2. Tempo de Permanência e Critério de Nomeação

Flávio Bolsonaro:

- Quarentena para Ministros: Exige prazo de um ano de afastamento para que ministros de Estado possam ser indicados a cadeiras no Supremo.

- Veto ao Conflito de Interesses: Proíbe a atuação de parentes de magistrados (até 3º grau) e de seus respectivos escritórios de advocacia perante o tribunal do magistrado.

Base do Governo (PEC Reginaldo Lopes):

- Mandato Único de 10 Anos: Substitui o modelo de vitaliciedade por um mandato fixo de uma década (sem direito a recondução ou nova indicação) para o STF, cortes superiores e Tribunais de Contas.

- Faixa Etária Específica: Exige idade mínima de 50 anos e máxima de 70 anos para futuras indicações aos Tribunais Superiores e de Contas.

3. Alcance de Decisões e Punições Disciplinares

Flávio Bolsonaro:

- Corte nas Decisões Monocráticas: Restringe severamente as liminares e decisões individuais de ministros, obrigando a deliberação colegiada do Plenário antes da suspensão de leis.

Base do Governo (PEC Reginaldo Lopes):

- Fim da Aposentadoria como Punição: Elimina o uso da aposentadoria compulsória como sanção disciplinar para magistrados, conselheiros de contas e membros do Ministério Público.

- Endurecimento do Teto Salarial: Soma todas as parcelas, gratificações, adicionais e indenizações recebidas por mês para impedir pagamentos acima do subsídio dos ministros do STF.

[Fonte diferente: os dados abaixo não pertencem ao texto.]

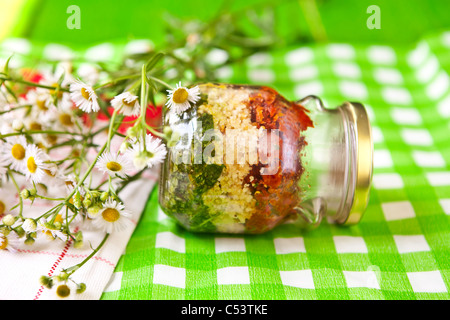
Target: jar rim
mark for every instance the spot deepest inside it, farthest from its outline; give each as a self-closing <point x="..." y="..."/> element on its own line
<point x="362" y="177"/>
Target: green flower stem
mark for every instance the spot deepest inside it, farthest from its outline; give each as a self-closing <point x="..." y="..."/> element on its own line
<point x="50" y="199"/>
<point x="18" y="192"/>
<point x="32" y="84"/>
<point x="74" y="268"/>
<point x="156" y="133"/>
<point x="161" y="82"/>
<point x="16" y="108"/>
<point x="133" y="76"/>
<point x="111" y="128"/>
<point x="91" y="167"/>
<point x="2" y="136"/>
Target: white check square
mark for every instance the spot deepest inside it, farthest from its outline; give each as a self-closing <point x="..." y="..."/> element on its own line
<point x="169" y="276"/>
<point x="406" y="116"/>
<point x="445" y="204"/>
<point x="427" y="281"/>
<point x="439" y="179"/>
<point x="346" y="69"/>
<point x="416" y="137"/>
<point x="298" y="278"/>
<point x="233" y="275"/>
<point x="387" y="181"/>
<point x="224" y="244"/>
<point x="170" y="241"/>
<point x="428" y="159"/>
<point x="289" y="245"/>
<point x="388" y="76"/>
<point x="381" y="54"/>
<point x="396" y="95"/>
<point x="349" y="244"/>
<point x="353" y="89"/>
<point x="411" y="243"/>
<point x="398" y="210"/>
<point x="361" y="279"/>
<point x="382" y="159"/>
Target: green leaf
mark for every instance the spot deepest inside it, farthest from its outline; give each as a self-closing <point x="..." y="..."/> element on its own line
<point x="6" y="67"/>
<point x="153" y="61"/>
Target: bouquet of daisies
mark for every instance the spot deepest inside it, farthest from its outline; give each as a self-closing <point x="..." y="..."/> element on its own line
<point x="76" y="134"/>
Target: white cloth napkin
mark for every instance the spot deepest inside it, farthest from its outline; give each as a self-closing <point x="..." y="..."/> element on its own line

4. Governança Interna e Diversidade

Flávio Bolsonaro:

- Presença Externa nos Conselhos: Defende ampliar a participação de cidadãos e representantes da sociedade civil no CNJ e no CNMP para conter o corporativismo.

Base do Governo (PEC Reginaldo Lopes):

- Ampliação das Vagas dos Conselhos: Expande o CNJ de 15 para 21 membros e o CNMP de 14 para 20 membros, destinando as novas cadeiras à advocacia e à sociedade civil.

- Paridade de Gênero Obrigatória: Determina a inclusão gradual e alternada de mulheres até atingir a paridade numérica ou, no máximo, uma vaga de diferença nos colegiados ímpares.